Smitten Kitchen: So I just took an unplanned 30 minute hiatus in the middle of writing this entry to salivate over Deb’s French Onion Soup recipe. That then turned into an additional 1.5 hour-long hiatus during which time I took a trip to the grocery store, returned, wept for a full ten minutes while slicing and dicing 5 cups of onions, slow cooked said onions with my vegetarian substitute of beef bouillon, added freshly grated Gruyere and french bread croutons, and then luncheoned as I haven’t luncheoned in many many weeks, without a thought of work, my to-do list or, alas, finishing this blog entry. Does that paint a clear enough picture about why this blog is amazing and also potentially disastrous?
Caustic Cover Critic: For book design geeks everywhere, this is the place to come for inspiration. While I am by no means a designer, I’ve tootled around on Photoshop and InDesign enough (ahem, very little) to be in awe of the pros who do it well. Maybe you can’t or shouldn’t judge a book by its cover (though, let’s be honest, we all do), but this blog has taught me that good cover designers get to the heart of a book’s themes, its ideas and ideals, its quirks, its characters. The end product alone can be worth the price of the book. And then, you know… whenever I get bummed out wondering what will happen to book culture when/if digital takes over, I come to this site and I think,’Yes – this! This is art! This is worth fighting for!’ I know nothing’s holding designers back from delivering amazing cover designs to eReaders, and probably to comparable aesthetic affect, but it really begs the question, Should they? Should we knock down the Sistine Chapel just because we have a way to render Michelangelo’s art in 3D digital form? Should we put Le Louvre in a websites? Oh dear, there I go again… Seriously, just check it out. If only for these needle and thread embroidered covers of classic books.
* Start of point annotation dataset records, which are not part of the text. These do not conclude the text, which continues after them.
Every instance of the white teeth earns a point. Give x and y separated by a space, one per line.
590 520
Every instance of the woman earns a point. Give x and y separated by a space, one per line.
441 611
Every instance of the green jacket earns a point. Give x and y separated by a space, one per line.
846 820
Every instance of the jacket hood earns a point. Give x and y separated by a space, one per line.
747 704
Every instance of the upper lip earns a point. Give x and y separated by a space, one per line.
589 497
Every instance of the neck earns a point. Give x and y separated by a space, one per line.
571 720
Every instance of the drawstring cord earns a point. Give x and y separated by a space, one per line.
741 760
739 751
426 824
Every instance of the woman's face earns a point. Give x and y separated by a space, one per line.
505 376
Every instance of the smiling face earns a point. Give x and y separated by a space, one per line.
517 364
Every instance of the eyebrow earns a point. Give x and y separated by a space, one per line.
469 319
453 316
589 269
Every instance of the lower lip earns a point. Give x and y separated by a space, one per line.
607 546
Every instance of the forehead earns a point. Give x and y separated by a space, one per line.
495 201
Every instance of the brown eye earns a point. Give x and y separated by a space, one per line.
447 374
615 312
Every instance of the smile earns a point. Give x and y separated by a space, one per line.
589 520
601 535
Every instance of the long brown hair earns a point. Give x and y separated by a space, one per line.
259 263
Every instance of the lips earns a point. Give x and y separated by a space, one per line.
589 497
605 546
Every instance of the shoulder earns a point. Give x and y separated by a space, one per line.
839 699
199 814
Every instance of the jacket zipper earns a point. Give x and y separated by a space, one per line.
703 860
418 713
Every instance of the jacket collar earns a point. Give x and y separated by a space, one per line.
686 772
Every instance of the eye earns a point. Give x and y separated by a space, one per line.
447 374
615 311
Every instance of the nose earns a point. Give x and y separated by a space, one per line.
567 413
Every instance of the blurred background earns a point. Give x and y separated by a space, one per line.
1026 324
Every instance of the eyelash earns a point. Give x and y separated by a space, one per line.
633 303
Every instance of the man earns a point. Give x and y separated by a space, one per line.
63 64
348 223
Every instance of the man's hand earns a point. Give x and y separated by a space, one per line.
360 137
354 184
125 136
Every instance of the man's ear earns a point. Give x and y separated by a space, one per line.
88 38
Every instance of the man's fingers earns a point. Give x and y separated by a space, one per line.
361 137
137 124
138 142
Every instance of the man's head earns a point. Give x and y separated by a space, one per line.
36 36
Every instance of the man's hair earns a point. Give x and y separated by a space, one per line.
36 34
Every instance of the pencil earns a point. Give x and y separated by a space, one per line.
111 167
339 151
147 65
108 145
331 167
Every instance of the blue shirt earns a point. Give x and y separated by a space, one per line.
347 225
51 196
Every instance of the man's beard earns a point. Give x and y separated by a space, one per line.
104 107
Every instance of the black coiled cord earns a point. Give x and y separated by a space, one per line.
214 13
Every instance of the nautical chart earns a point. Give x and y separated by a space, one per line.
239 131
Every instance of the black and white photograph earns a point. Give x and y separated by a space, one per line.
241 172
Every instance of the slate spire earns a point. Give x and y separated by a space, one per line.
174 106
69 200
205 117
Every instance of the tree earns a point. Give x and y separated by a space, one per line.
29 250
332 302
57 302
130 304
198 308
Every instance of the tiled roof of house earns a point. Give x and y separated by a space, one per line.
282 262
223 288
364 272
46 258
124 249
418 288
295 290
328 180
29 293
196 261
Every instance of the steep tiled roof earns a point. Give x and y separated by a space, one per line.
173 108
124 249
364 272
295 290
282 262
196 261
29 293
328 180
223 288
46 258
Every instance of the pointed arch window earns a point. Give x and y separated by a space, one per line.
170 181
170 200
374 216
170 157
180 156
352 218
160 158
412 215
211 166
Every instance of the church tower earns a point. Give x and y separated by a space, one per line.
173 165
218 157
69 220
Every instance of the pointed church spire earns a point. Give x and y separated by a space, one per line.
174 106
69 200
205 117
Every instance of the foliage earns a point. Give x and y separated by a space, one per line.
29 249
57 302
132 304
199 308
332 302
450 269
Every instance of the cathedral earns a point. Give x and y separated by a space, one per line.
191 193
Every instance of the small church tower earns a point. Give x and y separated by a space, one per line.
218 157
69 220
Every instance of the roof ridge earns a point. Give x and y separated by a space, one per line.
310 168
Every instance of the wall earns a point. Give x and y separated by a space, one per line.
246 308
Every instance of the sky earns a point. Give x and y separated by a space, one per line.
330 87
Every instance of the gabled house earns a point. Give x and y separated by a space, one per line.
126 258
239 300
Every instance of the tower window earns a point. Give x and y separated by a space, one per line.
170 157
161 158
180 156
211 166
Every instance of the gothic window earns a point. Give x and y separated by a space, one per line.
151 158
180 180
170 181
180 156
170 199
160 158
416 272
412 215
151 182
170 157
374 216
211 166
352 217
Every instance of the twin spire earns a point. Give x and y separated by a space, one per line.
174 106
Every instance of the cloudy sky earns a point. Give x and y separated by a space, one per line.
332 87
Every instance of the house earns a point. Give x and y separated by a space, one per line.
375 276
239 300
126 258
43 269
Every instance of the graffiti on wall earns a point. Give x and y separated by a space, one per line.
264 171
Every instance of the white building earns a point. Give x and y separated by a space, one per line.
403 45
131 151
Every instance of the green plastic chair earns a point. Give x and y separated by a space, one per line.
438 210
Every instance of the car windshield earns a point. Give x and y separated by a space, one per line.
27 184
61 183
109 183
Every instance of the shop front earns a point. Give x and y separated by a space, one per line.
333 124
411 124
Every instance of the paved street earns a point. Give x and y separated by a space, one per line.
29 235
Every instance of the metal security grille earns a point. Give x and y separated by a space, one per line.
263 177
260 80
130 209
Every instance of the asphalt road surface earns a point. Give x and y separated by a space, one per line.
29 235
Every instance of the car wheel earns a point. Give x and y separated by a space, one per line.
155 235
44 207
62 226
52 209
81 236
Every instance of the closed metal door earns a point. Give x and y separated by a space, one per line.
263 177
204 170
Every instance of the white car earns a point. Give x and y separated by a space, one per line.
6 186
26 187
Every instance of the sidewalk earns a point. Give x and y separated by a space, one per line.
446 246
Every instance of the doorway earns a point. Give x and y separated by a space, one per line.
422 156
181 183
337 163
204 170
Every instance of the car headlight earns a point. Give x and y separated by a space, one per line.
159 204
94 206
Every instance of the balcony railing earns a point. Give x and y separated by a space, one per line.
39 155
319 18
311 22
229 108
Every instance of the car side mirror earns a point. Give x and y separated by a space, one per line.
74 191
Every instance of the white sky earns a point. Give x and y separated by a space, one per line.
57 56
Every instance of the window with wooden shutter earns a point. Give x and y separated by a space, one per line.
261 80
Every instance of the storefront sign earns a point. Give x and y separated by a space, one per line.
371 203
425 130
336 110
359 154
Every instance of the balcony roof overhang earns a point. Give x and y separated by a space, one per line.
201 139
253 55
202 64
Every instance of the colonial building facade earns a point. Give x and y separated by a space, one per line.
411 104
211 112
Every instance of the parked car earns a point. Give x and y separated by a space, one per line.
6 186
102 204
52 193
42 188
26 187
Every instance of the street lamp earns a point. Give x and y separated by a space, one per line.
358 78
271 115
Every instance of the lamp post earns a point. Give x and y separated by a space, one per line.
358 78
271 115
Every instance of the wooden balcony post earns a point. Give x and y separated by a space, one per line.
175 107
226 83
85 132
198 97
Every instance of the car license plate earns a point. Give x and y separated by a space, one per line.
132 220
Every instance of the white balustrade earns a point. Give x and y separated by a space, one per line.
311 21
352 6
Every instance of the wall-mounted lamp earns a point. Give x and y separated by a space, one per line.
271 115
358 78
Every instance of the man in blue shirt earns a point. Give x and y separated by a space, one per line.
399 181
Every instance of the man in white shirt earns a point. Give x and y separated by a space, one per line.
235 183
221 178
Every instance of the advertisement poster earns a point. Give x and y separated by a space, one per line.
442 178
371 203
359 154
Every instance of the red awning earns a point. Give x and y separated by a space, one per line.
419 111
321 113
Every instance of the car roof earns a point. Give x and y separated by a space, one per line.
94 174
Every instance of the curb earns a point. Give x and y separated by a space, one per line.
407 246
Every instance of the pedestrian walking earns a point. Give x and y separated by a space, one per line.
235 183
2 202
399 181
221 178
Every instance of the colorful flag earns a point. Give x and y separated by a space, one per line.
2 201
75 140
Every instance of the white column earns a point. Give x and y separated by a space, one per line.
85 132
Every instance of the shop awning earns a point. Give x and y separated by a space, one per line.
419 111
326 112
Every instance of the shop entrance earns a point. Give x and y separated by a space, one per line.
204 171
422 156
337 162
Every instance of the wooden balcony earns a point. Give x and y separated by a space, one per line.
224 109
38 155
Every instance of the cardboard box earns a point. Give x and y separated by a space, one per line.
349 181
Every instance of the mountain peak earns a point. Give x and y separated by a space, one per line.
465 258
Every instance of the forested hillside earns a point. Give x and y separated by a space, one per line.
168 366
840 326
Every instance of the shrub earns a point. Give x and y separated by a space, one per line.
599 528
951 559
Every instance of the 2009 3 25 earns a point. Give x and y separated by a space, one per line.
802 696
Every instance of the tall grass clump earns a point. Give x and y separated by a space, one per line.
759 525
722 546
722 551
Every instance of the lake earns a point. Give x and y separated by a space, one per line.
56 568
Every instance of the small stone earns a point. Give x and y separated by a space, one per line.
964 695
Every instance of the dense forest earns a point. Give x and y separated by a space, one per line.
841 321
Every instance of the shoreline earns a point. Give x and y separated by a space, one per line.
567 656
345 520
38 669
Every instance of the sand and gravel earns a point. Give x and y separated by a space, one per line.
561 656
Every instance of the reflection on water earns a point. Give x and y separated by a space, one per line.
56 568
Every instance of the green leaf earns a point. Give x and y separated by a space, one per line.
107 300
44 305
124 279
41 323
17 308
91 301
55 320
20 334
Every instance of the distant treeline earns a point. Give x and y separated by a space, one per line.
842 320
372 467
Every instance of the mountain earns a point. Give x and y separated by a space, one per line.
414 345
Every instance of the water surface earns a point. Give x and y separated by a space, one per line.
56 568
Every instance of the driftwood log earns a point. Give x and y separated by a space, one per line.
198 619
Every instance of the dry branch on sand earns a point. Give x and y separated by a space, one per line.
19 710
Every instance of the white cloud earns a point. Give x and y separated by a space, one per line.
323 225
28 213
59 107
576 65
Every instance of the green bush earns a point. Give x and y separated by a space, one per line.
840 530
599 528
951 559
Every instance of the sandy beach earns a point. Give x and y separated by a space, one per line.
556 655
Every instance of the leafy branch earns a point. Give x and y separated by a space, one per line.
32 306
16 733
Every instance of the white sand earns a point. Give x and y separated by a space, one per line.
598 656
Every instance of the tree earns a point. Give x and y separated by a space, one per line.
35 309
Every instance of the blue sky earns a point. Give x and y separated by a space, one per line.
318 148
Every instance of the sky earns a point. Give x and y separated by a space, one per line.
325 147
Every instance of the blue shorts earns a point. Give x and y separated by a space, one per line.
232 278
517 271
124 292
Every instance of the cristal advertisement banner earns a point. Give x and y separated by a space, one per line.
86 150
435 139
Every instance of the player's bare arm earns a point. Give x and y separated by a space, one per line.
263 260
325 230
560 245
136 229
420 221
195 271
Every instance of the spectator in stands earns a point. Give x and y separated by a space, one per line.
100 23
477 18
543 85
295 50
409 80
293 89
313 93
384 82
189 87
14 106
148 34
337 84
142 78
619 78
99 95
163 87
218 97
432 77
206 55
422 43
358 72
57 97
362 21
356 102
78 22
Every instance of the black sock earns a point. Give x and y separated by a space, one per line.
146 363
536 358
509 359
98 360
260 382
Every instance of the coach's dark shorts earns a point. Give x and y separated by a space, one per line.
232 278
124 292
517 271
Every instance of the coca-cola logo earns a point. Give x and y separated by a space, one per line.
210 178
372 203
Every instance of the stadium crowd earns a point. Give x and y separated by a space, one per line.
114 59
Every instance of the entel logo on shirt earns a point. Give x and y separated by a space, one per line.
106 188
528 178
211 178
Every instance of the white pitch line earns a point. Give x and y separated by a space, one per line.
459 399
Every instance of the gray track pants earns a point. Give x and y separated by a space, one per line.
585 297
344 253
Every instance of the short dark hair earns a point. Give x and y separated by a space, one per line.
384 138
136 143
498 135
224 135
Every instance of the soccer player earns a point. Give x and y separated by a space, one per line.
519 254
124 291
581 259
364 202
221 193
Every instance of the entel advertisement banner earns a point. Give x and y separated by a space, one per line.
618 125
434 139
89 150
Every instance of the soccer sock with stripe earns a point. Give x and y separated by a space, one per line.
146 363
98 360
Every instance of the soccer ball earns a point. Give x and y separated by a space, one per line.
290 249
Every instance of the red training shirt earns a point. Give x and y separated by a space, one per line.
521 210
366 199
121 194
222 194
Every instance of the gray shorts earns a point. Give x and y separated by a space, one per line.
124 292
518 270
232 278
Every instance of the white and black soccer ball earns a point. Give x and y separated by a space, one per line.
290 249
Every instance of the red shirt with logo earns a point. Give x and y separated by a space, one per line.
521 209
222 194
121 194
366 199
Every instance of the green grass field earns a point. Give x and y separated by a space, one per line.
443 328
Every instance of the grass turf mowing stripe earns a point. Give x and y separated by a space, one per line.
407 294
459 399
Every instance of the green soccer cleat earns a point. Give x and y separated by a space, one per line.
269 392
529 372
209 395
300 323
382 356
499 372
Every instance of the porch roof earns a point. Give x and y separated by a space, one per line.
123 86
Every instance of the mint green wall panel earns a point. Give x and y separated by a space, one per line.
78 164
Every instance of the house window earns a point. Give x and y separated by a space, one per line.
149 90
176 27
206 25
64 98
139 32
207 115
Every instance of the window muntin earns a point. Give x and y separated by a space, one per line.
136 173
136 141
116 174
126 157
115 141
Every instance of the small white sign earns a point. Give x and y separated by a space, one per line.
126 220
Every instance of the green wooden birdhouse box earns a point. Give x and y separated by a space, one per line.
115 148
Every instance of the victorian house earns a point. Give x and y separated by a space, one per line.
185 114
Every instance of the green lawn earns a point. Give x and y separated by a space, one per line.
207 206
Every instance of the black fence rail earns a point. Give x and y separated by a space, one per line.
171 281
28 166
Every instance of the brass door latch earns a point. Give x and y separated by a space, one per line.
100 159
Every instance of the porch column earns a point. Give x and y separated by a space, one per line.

Read All Day: Okay, so for the book lovers out there, how’s this for a reading schedule: one book a day, every day, all year around… and don’t forget you have to review that book on your website each night. Sound good? Nope, me neither. But that’s what Nina Sankovitch did and with incredible humility and grace, I might add. She started in 2008 as a way to come to terms with the tragic death of her older sister, and in an effort “to find purpose and meaning in life,” she explains on her site. She called it her 365 Project and, although she no longer reads a book a day, she’s still reading and reviewing at a somewhat reduced pace: she’s down to two or three books a week. But it would be unfair to praise Nina’s blog purely for the quantity of her output; as I say, she is a gracious and humble writer, reviewing books with gentle insight and contemplation. She is completely devoid of snark and pretension, admitting that she rarely writes a “bad” review because she is so intentional in the books she selects. She transfers the joy and peace she finds in literature to her readers and, I can avow, she has inspired many of my own book selections. Another gentle site for when you’re feeling literary and want to be talked into reading all day, which, if you’re like me, doesn’t take much arm twisting.
There are many more; some are listed in my good reads links to the right. But right now I want to hear about your favorites. What are your favorite blogs, journals, eye-candy sites?